I was asked by my colleague ctammann to provide a design for the Kria KV260 Vision Starter Kit that would be a power hog for some power testing.
Although all of the Kria apps seems to be using a B3136 DPU, I did remember that Xilinx generated benchmarks for the KV260 using a B4096 DPU.

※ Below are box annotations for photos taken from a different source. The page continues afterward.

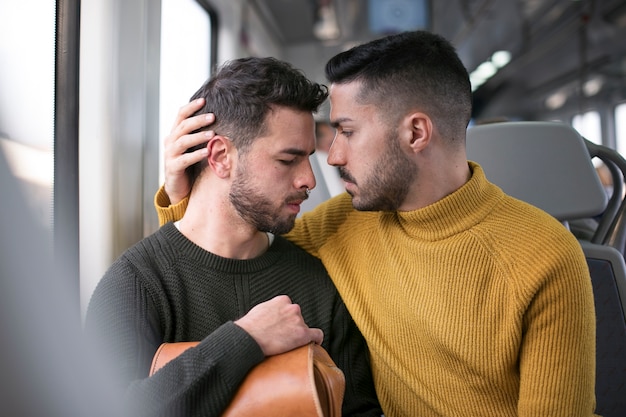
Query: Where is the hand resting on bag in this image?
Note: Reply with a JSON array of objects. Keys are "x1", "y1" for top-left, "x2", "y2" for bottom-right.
[{"x1": 235, "y1": 295, "x2": 324, "y2": 356}]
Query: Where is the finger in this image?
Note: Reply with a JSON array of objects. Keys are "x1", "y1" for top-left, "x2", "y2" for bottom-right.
[
  {"x1": 164, "y1": 113, "x2": 215, "y2": 146},
  {"x1": 165, "y1": 130, "x2": 215, "y2": 159},
  {"x1": 272, "y1": 294, "x2": 291, "y2": 304},
  {"x1": 309, "y1": 328, "x2": 324, "y2": 345},
  {"x1": 166, "y1": 147, "x2": 209, "y2": 173}
]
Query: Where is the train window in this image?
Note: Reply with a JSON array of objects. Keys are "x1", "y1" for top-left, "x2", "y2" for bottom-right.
[
  {"x1": 0, "y1": 1, "x2": 55, "y2": 229},
  {"x1": 615, "y1": 103, "x2": 626, "y2": 155},
  {"x1": 159, "y1": 0, "x2": 212, "y2": 183},
  {"x1": 572, "y1": 110, "x2": 602, "y2": 145}
]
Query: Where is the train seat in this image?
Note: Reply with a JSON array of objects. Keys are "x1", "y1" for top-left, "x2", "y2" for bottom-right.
[{"x1": 467, "y1": 122, "x2": 626, "y2": 417}]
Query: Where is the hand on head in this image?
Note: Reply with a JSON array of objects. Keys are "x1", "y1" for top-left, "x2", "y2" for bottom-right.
[
  {"x1": 235, "y1": 295, "x2": 324, "y2": 356},
  {"x1": 164, "y1": 99, "x2": 215, "y2": 204}
]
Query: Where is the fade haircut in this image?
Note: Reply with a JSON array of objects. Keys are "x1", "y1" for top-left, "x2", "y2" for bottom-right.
[
  {"x1": 326, "y1": 31, "x2": 472, "y2": 142},
  {"x1": 187, "y1": 57, "x2": 328, "y2": 184}
]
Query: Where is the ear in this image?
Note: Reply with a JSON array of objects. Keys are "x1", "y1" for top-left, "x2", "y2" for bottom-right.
[
  {"x1": 402, "y1": 112, "x2": 433, "y2": 153},
  {"x1": 207, "y1": 135, "x2": 235, "y2": 178}
]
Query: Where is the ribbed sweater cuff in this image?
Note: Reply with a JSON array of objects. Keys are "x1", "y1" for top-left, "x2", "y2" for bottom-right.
[{"x1": 154, "y1": 185, "x2": 189, "y2": 226}]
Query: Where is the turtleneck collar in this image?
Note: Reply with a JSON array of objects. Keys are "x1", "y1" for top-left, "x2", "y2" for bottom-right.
[
  {"x1": 390, "y1": 161, "x2": 505, "y2": 240},
  {"x1": 160, "y1": 223, "x2": 286, "y2": 273}
]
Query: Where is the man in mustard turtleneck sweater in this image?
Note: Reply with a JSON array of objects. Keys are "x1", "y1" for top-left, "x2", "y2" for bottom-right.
[{"x1": 155, "y1": 31, "x2": 595, "y2": 417}]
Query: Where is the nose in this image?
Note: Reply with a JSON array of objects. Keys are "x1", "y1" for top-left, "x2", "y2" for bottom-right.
[
  {"x1": 296, "y1": 156, "x2": 317, "y2": 190},
  {"x1": 326, "y1": 136, "x2": 346, "y2": 166}
]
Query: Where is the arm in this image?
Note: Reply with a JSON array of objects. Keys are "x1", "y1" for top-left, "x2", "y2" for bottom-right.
[
  {"x1": 154, "y1": 98, "x2": 215, "y2": 226},
  {"x1": 85, "y1": 260, "x2": 323, "y2": 416},
  {"x1": 328, "y1": 299, "x2": 383, "y2": 417},
  {"x1": 518, "y1": 245, "x2": 595, "y2": 417}
]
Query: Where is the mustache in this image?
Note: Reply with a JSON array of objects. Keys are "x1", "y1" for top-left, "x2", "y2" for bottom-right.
[
  {"x1": 339, "y1": 167, "x2": 356, "y2": 184},
  {"x1": 287, "y1": 191, "x2": 309, "y2": 203}
]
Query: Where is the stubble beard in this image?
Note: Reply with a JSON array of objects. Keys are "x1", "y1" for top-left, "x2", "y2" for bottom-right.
[
  {"x1": 340, "y1": 130, "x2": 417, "y2": 211},
  {"x1": 229, "y1": 169, "x2": 296, "y2": 235}
]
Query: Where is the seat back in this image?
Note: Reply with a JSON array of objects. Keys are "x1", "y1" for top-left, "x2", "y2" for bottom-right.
[
  {"x1": 581, "y1": 241, "x2": 626, "y2": 417},
  {"x1": 467, "y1": 122, "x2": 626, "y2": 417},
  {"x1": 467, "y1": 122, "x2": 607, "y2": 221}
]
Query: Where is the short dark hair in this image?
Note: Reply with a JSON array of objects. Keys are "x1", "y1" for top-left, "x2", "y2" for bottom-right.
[
  {"x1": 326, "y1": 31, "x2": 472, "y2": 140},
  {"x1": 187, "y1": 57, "x2": 328, "y2": 182}
]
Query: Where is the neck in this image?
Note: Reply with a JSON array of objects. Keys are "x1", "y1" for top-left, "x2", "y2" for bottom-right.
[
  {"x1": 179, "y1": 188, "x2": 269, "y2": 259},
  {"x1": 398, "y1": 151, "x2": 472, "y2": 211}
]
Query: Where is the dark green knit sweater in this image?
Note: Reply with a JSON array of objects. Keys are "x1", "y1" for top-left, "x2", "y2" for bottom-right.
[{"x1": 85, "y1": 223, "x2": 381, "y2": 417}]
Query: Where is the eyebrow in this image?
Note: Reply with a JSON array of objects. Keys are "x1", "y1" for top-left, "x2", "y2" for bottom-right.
[{"x1": 279, "y1": 148, "x2": 315, "y2": 156}]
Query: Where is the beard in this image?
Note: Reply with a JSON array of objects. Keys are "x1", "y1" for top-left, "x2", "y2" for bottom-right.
[
  {"x1": 339, "y1": 127, "x2": 417, "y2": 211},
  {"x1": 229, "y1": 164, "x2": 296, "y2": 235}
]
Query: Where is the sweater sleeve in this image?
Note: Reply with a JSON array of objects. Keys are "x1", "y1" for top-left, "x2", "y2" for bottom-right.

Looking at the benchmarks taken from the Xilinx Vitis-AI github repository:
https://github.com/Xilinx/Vitis-AI/blob/master/models/AI-Model-Zoo/README.md#performance-on-kria-kv260-som
I figured that the most compute intensive model should be a good candidate to stress the KV260 for power testing.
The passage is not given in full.